Discussion/Feedback on design for market data distribution system

We’ve built a market data distribution system using Kafka with Producers and Consumers coded in both .NET and Java.

The main considerations for market data distribution are:

  • low latency: measured as end-to-end time from receiving a data tick from the market to receipt by the Consumer app

  • high volume: at the open and close of the market the number and rate of ticks is very high. For example: end of day for last trading day (7/22/2021), the peak load for all symbols streaming was:
    1736 messages per second (sustained over 1 minute) (each message is about 50 bytes of binary data)

  • multiple users (consumers) who are consuming the same data: (and need to see the same messages) Client (consumer) apps need to receive messages for 600-1,500 symbols.

To meet these needs and due to the nature of market data, It seems like we made some “unorthodox” choices about how to structure the Kafka integration. Maybe given a greater knowledge of Kafka, there could have been (or could be) wiser choices made:

  • Topics: each symbol is its own topic: this means there will be up to 2,000 topics updated continuously. This seemed the right choice to enable to subscribe only the symbols they want and not needing to receive data for irrelevant symbols.

  • Partitions: only 1 Partition per Topic: The app which is consuming the data needs to receive the messages from the Topic in exact order. It seems like multiple consumers in a group with multiple partitions would push managing the message ordering the the client.

  • Cleanup Policy: uses Log Compaction (primarily). Only the latest market data tick (message) is of interest to the client. So Kafka Messages are using the Market Data symbol as a key so that it is minimizing the number of old (stale) ticks per symbol. On the other hand, some symbols receive data very slowly, so a Time based compaction may remove a message which is still needed. The Cleanup Policy is the same for all topics (since the rate of message by symbol is not predictable.)

  • Consumer Groups: every Consumer is a unique group. There are 2 reasons for this:
    1 - as noted above, messages for a symbol must be received by the Client application in the order they were broadcast by the external system.
    2 - Multiple Client apps (Consumers) subscribe to the same symbol, and they all need to receive at least the latest message in the topic.

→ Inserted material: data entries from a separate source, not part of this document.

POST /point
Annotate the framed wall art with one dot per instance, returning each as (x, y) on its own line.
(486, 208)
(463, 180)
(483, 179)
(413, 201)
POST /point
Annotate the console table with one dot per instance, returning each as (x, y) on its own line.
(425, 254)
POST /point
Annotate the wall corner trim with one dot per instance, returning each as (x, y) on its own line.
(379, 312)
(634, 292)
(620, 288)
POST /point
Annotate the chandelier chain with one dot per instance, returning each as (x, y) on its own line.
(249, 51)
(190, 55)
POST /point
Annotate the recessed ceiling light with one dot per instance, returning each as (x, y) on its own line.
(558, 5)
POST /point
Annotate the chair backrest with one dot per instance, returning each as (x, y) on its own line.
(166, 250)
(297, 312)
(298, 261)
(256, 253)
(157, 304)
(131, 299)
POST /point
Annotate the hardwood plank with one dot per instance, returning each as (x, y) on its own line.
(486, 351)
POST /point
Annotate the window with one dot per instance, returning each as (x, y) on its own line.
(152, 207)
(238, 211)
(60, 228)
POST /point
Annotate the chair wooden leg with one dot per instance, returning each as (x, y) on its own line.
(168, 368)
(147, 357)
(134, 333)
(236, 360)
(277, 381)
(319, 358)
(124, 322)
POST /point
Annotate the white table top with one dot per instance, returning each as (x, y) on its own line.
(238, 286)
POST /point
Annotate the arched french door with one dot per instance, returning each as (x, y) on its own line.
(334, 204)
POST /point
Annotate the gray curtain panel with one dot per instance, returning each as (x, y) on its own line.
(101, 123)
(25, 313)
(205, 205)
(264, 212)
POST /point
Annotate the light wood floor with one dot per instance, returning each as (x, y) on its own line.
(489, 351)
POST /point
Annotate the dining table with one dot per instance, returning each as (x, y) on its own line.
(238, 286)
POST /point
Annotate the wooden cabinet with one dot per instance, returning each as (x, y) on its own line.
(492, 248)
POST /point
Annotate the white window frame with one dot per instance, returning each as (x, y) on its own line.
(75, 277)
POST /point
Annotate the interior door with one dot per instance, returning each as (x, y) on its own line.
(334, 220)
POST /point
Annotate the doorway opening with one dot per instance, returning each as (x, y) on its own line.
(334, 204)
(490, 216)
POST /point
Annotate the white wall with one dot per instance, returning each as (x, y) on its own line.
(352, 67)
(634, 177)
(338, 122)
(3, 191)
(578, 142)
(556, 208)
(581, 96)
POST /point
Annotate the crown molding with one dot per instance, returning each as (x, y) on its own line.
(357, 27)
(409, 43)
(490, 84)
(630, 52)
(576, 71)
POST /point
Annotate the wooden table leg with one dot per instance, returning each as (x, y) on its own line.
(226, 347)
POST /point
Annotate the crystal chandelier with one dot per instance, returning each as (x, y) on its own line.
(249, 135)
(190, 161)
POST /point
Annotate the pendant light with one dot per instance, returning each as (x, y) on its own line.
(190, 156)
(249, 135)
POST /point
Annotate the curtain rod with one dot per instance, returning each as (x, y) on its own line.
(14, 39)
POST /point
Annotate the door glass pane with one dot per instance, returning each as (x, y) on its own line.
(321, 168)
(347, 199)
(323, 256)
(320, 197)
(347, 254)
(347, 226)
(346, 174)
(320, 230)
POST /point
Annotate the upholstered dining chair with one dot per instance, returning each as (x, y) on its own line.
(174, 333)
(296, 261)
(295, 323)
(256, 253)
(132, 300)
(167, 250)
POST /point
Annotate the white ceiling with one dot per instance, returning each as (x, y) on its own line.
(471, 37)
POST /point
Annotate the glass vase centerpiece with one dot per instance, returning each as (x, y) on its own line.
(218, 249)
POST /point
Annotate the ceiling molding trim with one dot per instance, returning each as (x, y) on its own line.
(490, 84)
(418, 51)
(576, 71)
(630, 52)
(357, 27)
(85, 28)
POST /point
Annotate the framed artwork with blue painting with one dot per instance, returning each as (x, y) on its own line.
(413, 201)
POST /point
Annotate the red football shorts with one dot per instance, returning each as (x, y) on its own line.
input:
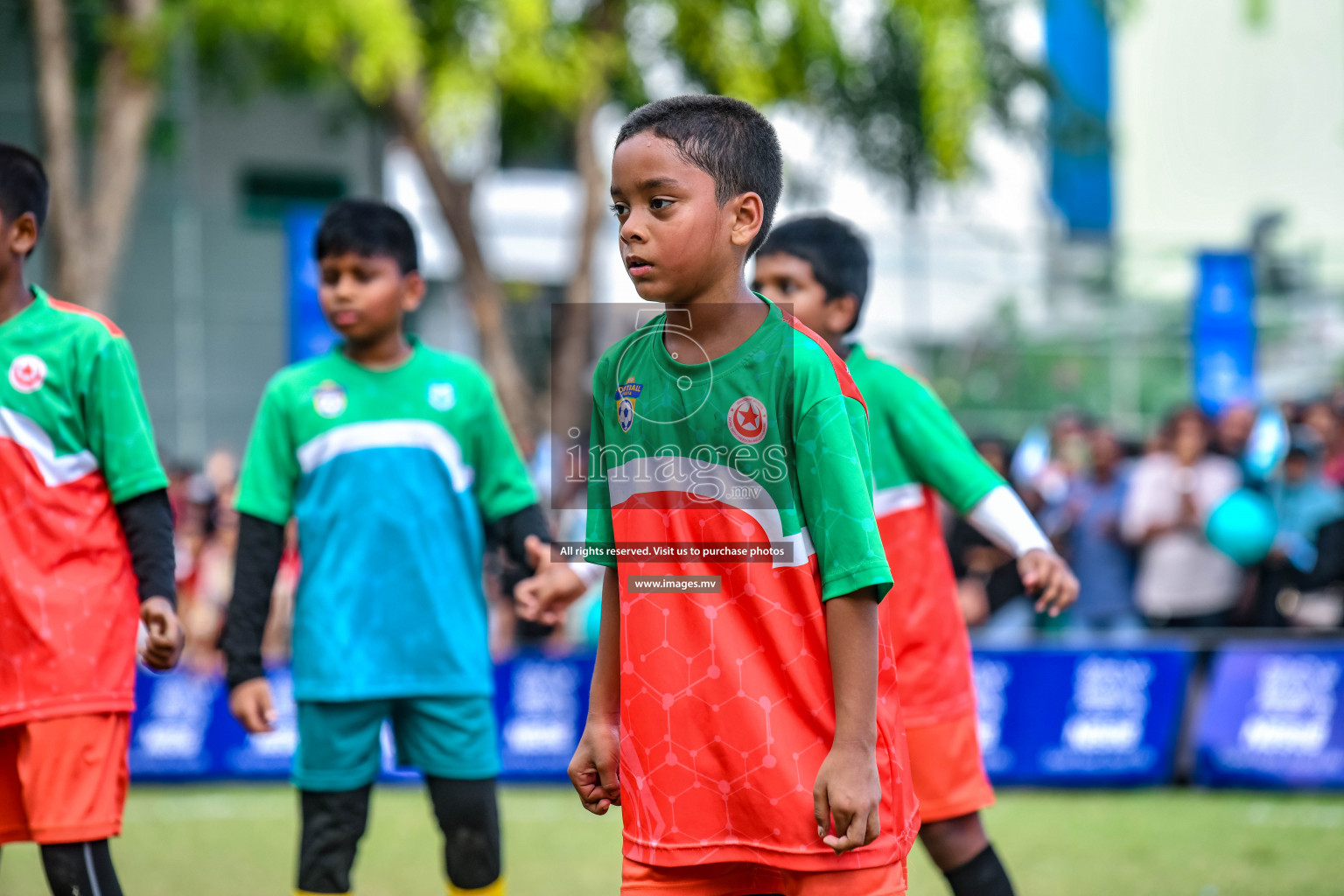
(63, 780)
(747, 878)
(947, 771)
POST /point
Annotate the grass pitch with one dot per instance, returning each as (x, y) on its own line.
(240, 840)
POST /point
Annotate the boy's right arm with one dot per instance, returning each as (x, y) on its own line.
(596, 765)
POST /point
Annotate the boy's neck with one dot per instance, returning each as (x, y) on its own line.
(717, 323)
(14, 294)
(385, 352)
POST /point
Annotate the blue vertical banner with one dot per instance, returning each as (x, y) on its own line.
(1078, 57)
(310, 333)
(1274, 718)
(1223, 331)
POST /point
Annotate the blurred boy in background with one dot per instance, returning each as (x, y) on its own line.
(819, 266)
(87, 555)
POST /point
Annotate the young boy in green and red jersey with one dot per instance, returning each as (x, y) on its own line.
(820, 266)
(734, 712)
(87, 555)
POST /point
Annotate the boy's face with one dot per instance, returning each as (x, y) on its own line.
(676, 241)
(365, 298)
(787, 280)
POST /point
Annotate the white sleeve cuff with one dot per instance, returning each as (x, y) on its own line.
(1004, 519)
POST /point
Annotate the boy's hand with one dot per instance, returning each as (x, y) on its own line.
(1047, 574)
(164, 635)
(848, 792)
(252, 705)
(549, 592)
(594, 768)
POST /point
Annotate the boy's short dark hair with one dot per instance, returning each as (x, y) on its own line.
(368, 228)
(835, 250)
(23, 185)
(726, 138)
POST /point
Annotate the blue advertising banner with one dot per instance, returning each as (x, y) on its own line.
(1223, 331)
(183, 731)
(1273, 718)
(1080, 718)
(310, 335)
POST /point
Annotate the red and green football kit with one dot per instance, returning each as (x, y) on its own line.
(920, 453)
(726, 696)
(74, 441)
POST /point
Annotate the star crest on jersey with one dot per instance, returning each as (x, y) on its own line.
(443, 396)
(27, 374)
(747, 419)
(626, 396)
(330, 399)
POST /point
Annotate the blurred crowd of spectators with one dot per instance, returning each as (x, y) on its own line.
(1130, 520)
(1128, 516)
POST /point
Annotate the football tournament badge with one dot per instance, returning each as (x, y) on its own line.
(330, 399)
(27, 374)
(443, 396)
(626, 396)
(747, 421)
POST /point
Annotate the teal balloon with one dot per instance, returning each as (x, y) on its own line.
(1243, 527)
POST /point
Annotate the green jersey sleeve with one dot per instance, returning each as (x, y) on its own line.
(599, 537)
(117, 424)
(835, 486)
(935, 446)
(270, 464)
(501, 482)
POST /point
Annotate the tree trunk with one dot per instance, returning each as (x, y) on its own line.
(483, 293)
(574, 331)
(89, 231)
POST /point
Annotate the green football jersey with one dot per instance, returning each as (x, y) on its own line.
(726, 696)
(74, 441)
(390, 476)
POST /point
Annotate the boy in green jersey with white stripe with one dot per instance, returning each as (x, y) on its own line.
(820, 266)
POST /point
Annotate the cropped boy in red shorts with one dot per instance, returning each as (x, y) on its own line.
(85, 556)
(820, 266)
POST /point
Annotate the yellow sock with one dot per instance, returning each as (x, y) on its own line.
(489, 890)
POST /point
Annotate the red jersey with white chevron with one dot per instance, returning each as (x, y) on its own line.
(727, 704)
(74, 441)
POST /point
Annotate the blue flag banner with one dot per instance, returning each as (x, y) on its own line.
(1223, 331)
(1274, 718)
(1080, 718)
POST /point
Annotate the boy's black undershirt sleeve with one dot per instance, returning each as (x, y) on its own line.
(147, 522)
(509, 532)
(261, 544)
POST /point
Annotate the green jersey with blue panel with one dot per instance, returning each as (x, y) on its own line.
(391, 476)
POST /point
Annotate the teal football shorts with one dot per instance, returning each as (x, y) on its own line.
(339, 743)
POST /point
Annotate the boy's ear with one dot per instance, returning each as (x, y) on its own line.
(414, 293)
(22, 235)
(747, 218)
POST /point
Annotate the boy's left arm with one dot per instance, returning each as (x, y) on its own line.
(122, 438)
(848, 790)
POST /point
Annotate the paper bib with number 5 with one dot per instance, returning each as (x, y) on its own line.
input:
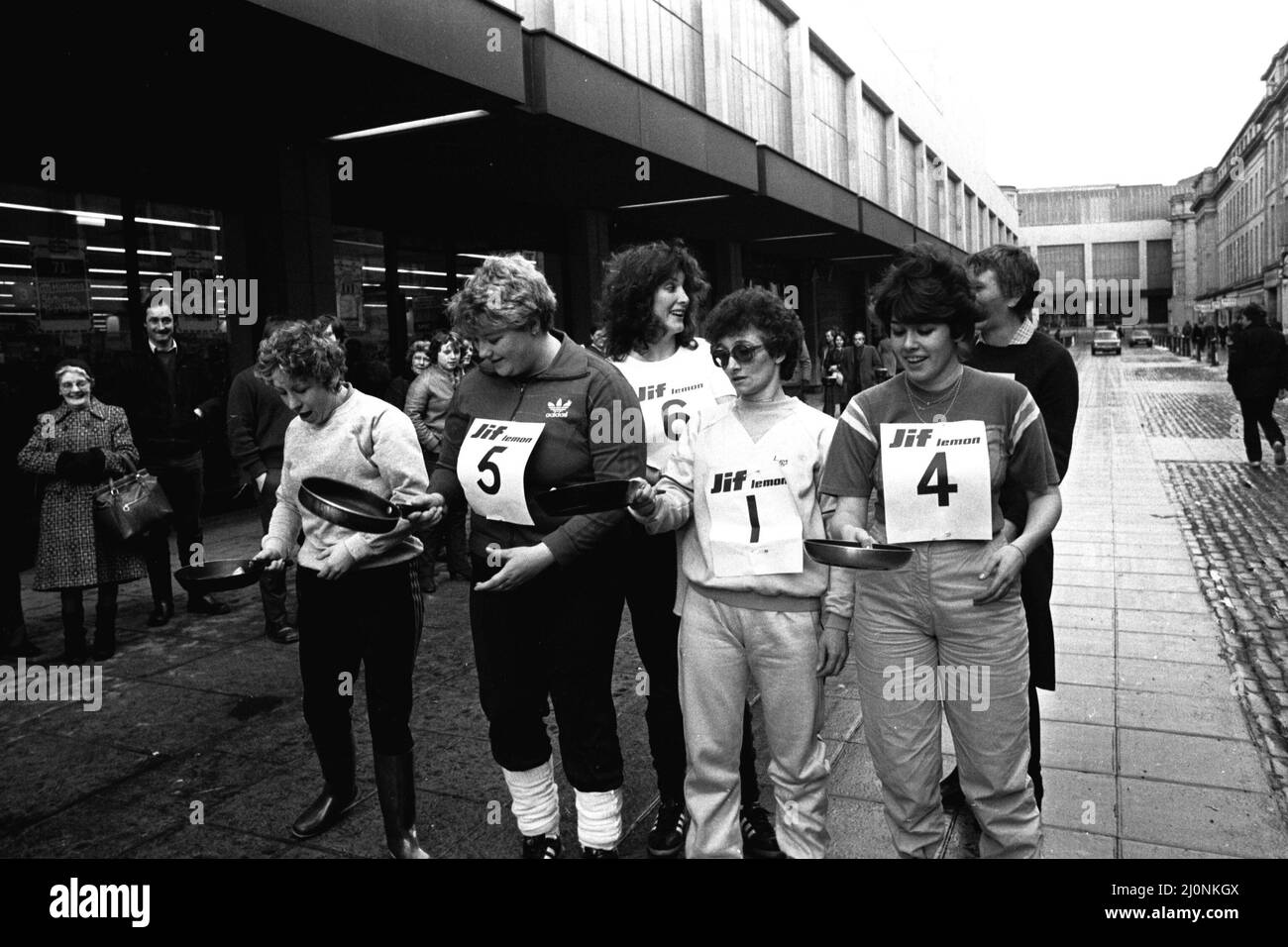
(936, 482)
(490, 466)
(755, 527)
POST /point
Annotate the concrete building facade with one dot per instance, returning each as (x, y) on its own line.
(1106, 253)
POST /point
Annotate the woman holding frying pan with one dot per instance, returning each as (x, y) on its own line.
(935, 444)
(651, 299)
(548, 602)
(359, 592)
(743, 489)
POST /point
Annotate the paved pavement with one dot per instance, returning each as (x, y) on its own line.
(1164, 737)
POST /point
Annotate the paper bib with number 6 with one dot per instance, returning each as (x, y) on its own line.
(490, 464)
(936, 482)
(755, 527)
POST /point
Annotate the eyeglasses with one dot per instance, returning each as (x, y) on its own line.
(742, 354)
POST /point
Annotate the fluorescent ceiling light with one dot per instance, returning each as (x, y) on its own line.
(668, 204)
(59, 210)
(795, 236)
(159, 222)
(410, 125)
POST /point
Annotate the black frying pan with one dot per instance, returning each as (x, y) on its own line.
(349, 506)
(219, 575)
(599, 496)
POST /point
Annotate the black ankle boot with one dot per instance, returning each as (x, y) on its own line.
(326, 810)
(395, 784)
(340, 791)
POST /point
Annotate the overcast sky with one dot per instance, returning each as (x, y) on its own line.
(1096, 91)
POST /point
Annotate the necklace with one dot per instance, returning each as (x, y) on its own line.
(941, 416)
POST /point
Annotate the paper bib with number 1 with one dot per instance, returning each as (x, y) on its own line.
(490, 466)
(936, 482)
(755, 527)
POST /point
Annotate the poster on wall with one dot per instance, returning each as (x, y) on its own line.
(348, 292)
(62, 283)
(201, 303)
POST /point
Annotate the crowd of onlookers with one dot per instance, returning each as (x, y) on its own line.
(160, 411)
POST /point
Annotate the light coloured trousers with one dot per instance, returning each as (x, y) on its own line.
(923, 612)
(721, 650)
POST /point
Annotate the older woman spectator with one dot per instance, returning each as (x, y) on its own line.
(77, 447)
(548, 600)
(419, 357)
(359, 592)
(426, 406)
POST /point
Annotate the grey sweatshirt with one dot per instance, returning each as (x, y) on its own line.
(366, 444)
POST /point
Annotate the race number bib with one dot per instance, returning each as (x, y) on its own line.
(490, 466)
(936, 482)
(755, 527)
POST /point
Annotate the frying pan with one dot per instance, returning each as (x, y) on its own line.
(599, 496)
(220, 575)
(349, 506)
(855, 557)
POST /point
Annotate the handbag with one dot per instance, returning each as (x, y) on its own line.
(130, 505)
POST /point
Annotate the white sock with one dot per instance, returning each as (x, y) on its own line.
(599, 818)
(535, 799)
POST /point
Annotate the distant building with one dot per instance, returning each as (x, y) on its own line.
(1239, 211)
(1106, 252)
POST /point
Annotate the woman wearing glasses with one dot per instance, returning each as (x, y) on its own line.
(936, 444)
(755, 607)
(651, 300)
(76, 447)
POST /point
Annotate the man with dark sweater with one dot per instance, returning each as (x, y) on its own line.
(168, 398)
(257, 431)
(1006, 343)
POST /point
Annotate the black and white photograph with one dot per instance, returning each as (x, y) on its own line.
(644, 429)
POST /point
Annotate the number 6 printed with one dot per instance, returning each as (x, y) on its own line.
(485, 466)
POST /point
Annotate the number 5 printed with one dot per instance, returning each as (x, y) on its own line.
(485, 466)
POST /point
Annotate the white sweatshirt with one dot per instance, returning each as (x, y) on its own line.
(778, 475)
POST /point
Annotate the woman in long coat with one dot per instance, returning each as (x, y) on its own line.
(75, 449)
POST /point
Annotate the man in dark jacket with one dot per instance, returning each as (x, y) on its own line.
(858, 367)
(1005, 279)
(170, 402)
(1257, 372)
(257, 431)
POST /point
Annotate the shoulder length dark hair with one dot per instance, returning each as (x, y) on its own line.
(631, 278)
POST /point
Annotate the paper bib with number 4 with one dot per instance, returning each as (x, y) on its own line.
(755, 527)
(490, 466)
(936, 482)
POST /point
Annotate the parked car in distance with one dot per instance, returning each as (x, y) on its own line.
(1107, 341)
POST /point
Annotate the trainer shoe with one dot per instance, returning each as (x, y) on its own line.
(541, 847)
(758, 834)
(673, 819)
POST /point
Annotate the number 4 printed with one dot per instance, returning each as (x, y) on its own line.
(939, 471)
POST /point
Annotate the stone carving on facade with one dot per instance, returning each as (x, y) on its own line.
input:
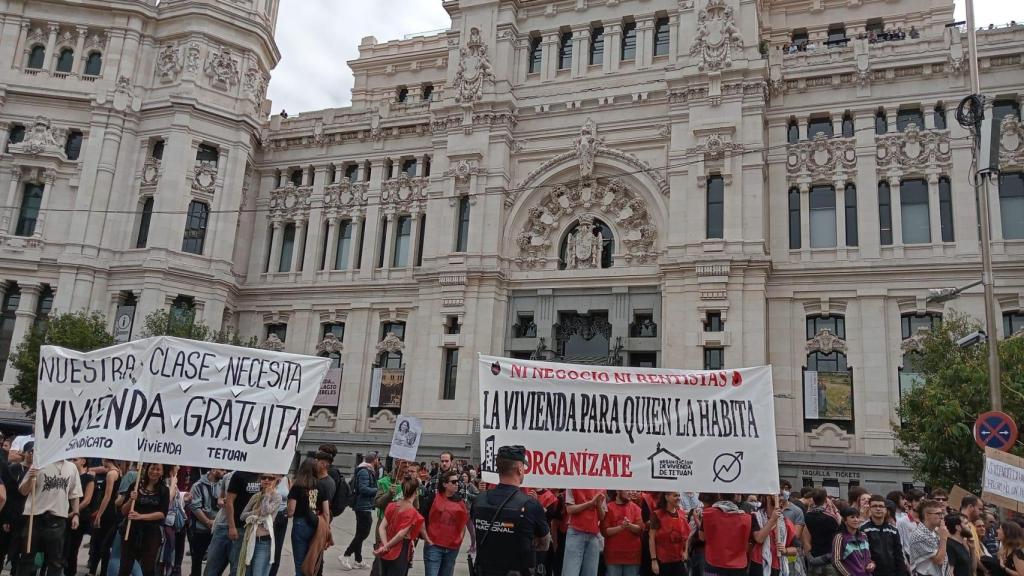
(822, 158)
(913, 149)
(390, 343)
(291, 203)
(717, 37)
(825, 342)
(1011, 142)
(404, 194)
(584, 245)
(586, 147)
(272, 343)
(169, 63)
(221, 69)
(474, 69)
(608, 199)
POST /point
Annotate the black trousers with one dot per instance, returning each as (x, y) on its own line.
(364, 522)
(47, 537)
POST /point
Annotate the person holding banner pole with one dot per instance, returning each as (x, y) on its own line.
(53, 493)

  • Increasing throughput of Consumer Apps: Given the 1 Partition per Topic configuration, we enabled the client apps to configure how many Consumers to create, and to Round-Robin the symbol subscriptions across all the Consumers. So instead of having multiple Consumers per Topic, the Topics are split across the multiple Consumers.

If anyone is interested in discussing these points - I would greatly appreciate hearing different ideas about how these requirements could been met with alternate Kafka configurations. Also, it would be great to talk about how this system could be scaled if the load grows beyond what 1 Kafka machine can handle.

1 Like

Hello! Having dealt with market data in Kafka quite a lot, this is interesting to me!

One symbol per topic sounds quite tedious unless this is a well-defined universe of tickers that you don’t expect to change too frequently. If you have multiple applications consuming from these topics, why not have one topic per application (with a single consumer for that application) and write all of the symbols that that application cares about to that topic? If you use one partition for each of those application-specific topics and use log compaction, you’ll still get the data in order and the latest values.

I’d love to hear more about your specific use case and some of the alternative designs you may have come up with!